Our second error was that we overstated a claim with respect to vulnerabilities that the intelligence community might use. Throughout the paper we were careful to state that our findings were applicable to the data we had access to and shouldn’t be taken to apply to all bugs across time. We made a mistake by claiming that the rediscovery rates we found translated to the NSA’s stock of vulnerabilities being responsible for a potential range of real world zero-day vulnerabilities.
This issue sits at the heart of several debates in information security and is similar to the discussion of what constitutes “nation-state” malware, a question which has been debated and studied. Ultimately what drives state’s behavior is a function of operational need, opportunity, and the state of play in politics and attribution. Depending on skill, time, and resources, many less severe bugs can be chained into one serious exploit. Environmental changes can make bugs that are unusable now into critical vulnerabilities in the future. A highly capable actor like the US or Russia could deploy cutting-edge kit today and repurpose something found in the used ransomware bin tomorrow.
As a thought experiment, to demonstrate the significance of a few percentage points difference in rediscovery, we applied our numbers to an estimate of the total NSA stock of vulnerabilities in a given year generated by a group of researchers at Columbia University. Using a conservative estimate, assuming half of the bugs rediscovered would be unusable or found by friendly/neutral parties, we generated a percentage of the 50-250 bugs which would be rediscovered each year. The problem is that there is no systematic description in the public domain of what constitutes a vulnerability that would interest the intelligence community. Thus, any approximation is an educated guess at best. While many of the vulnerabilities contained in this dataset represent critical security issues, exactly what an intelligence agency might be interested is not publicly available, and thus we can’t say for certain. Representing what was, at best, a thought experiment as anything else in the abstract of the paper was the second mistake we made, and we have corrected that.

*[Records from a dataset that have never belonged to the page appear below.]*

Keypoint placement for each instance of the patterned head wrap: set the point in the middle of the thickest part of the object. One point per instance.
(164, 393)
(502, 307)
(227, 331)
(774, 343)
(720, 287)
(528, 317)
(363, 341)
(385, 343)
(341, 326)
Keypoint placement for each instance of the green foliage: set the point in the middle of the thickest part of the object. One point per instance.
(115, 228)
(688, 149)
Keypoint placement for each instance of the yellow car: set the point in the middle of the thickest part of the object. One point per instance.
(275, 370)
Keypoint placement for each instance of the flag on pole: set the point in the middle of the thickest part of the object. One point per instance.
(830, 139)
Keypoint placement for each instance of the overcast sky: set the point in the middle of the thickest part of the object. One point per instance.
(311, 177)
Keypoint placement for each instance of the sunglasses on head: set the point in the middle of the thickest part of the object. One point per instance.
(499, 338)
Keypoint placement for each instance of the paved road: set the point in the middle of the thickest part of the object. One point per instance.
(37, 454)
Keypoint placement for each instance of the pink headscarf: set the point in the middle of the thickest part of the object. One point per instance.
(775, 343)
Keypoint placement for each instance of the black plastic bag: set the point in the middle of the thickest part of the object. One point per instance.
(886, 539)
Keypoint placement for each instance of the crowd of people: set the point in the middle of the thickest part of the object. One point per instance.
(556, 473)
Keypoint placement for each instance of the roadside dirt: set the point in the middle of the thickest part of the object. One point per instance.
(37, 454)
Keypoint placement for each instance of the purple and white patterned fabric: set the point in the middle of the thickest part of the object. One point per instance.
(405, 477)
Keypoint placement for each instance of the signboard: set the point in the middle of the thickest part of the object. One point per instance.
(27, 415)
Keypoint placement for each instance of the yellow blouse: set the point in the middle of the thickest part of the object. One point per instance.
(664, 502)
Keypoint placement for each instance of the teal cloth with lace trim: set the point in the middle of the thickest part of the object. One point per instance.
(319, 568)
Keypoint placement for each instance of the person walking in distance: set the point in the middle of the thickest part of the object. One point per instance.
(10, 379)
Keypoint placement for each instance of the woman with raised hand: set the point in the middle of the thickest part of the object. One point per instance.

We are encouraged to see the debate that we and others have stimulated. As a result of our mistakes with respect to the NSA thought experiment and failure to understand the behavior of the Chromium database and its integration with Google’s testing infrastructure, we opened our analysis up to much broader speculation. The aim of our work is to inform the debate and drive the publication of new data and research thus it is our responsibility to get it right.